Results of the phase III study showed that both 100 and 50 mg regimens were superior to placebo in terms of the coprimary efficacy endpoints: proportion of patients who achieved an American College of Rheumatology 20% (ACR20) response at week 16 (53.5 and 54.8 vs 26.4 percent, respectively; p<0.001 for both) and mean change from baseline in modified Sharp/van der Heijde score (SHS) at week 52 (0.46 and 0.50 vs 3.69; p<0.001 for both). [Ann Rheum Dis 2017;doi:10.1136/annrheumdis-2017-211328]
Likewise, improvements observed in all major secondary endpoints (week 24 Health Assessment Questionnaire–Disability Index change from baseline, ACR50 response, 28-joint Disease Activity Score based on C-reactive protein, major clinical response [defined as ACR70 for 6 continuous months by week 52]) were better with both dosing regimens vs placebo (p≤0.001 for all).
The SIRROUND-D population comprised 1,670 RA patients (mean age 52.9 years; 79.9 percent female) who had moderately or severely active disease and were refractory to single-agent or combination DMARD therapy, including methotrexate or sulfasalazine. Of these, 557 were randomly assigned to the 100 mg every 2 weeks arm, 557 to the 50 mg every 4 weeks arm and 556 to the placebo arm. Sirukumab was administered subcutaneously.
“All clinical efficacy endpoints demonstrated that sirukumab was effective at reducing signs and symptoms of active RA in a robust and rapid manner through 52 weeks,” the investigators said. “Improvements occurred as early as 2 weeks in patients treated with sirukumab who demonstrated an ACR20 response; responses plateaued at week 12 and were maintained through week 52.”
Such findings were supported by the effect of structural damage inhibition at week 52, the investigators continued.
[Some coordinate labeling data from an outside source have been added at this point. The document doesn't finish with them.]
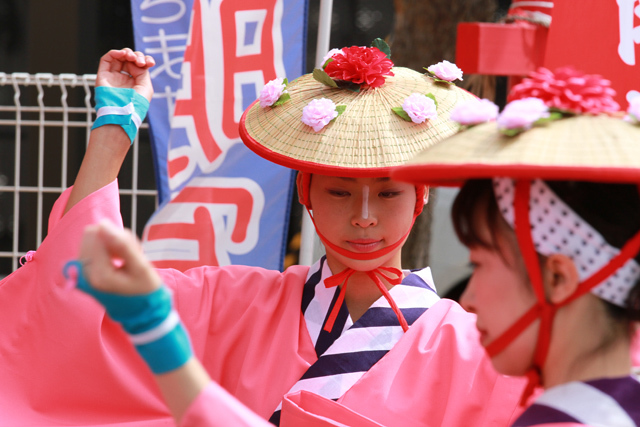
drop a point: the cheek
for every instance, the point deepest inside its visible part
(518, 357)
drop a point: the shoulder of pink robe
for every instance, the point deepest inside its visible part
(436, 375)
(214, 406)
(246, 328)
(62, 361)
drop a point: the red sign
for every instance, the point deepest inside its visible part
(600, 37)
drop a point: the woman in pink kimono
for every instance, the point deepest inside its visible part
(551, 216)
(353, 334)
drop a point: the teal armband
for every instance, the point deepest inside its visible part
(152, 324)
(120, 106)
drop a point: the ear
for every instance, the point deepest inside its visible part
(560, 277)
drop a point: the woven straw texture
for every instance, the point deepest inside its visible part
(580, 147)
(367, 135)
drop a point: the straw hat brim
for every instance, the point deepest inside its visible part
(581, 148)
(366, 140)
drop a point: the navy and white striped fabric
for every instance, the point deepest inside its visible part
(608, 402)
(351, 349)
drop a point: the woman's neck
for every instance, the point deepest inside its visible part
(585, 346)
(361, 291)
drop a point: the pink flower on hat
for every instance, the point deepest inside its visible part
(419, 107)
(634, 110)
(474, 111)
(446, 70)
(522, 114)
(330, 55)
(318, 113)
(271, 92)
(567, 89)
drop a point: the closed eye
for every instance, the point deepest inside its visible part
(389, 194)
(339, 193)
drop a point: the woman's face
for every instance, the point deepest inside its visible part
(362, 215)
(499, 293)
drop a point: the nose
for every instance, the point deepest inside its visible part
(467, 299)
(363, 215)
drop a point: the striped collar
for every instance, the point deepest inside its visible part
(351, 349)
(602, 402)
Significant inhibition of radiographic progression was observed with sirukumab as early as week 24, with a significantly greater proportion of sirukumab-treated patients showing no progression at week 52 compared with those on placebo.
“Positive clinical and radiographic effects were consistently associated with significant patient-reported improvements in physical and emotional health and functional status. In a phase IIb trial and in the current phase III study, clinical efficacy was largely similar between the 100 mg every 2 weeks and 50 mg every 4 weeks sirukumab [regimens], suggesting that the two doses do not differ in their effectiveness,” the investigators pointed out. [Ann Rheum Dis 2014;73:1616–25]
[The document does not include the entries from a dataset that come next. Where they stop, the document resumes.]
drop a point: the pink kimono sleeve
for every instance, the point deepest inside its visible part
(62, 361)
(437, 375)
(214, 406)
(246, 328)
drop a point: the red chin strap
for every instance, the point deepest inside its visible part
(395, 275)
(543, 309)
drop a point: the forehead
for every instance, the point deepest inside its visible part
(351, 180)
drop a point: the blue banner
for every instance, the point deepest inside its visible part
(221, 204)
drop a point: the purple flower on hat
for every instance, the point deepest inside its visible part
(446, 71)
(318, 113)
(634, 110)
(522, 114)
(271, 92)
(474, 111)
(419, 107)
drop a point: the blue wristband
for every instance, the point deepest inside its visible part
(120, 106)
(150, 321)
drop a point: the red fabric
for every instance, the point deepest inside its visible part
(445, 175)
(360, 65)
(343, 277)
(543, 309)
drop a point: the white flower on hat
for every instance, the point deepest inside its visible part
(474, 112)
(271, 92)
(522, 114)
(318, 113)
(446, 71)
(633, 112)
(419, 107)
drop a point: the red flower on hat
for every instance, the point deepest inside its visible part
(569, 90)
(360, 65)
In terms of safety, sirukumab did not raise any new concerns. The most frequently reported adverse events were elevated liver enzymes, upper respiratory tract infection, injection site erythema and nasopharyngitis.
Sirukumab showed a safety profile consistent with those reported for agents targeting the IL-6 receptor, such as tocilizumab and sarilumab. [J Rheumatol 2013;40:113–26; Arthritis Care Res 2014;66:1653–61; Ann Rheum Dis 2014;73:1626–34]
The investigators, however, noted that the results of the SIRROUND-D trial may not apply to the full spectrum of RA patients due the inclusion of only those who were refractory to DMARDs and who may or may not have received prior biological therapy.
Rather, the present data “provide important information on the use of anti–IL-6 therapy as a possible first-line or alternate biological therapy in patients who are no longer responding to conventional DMARDs,” they said.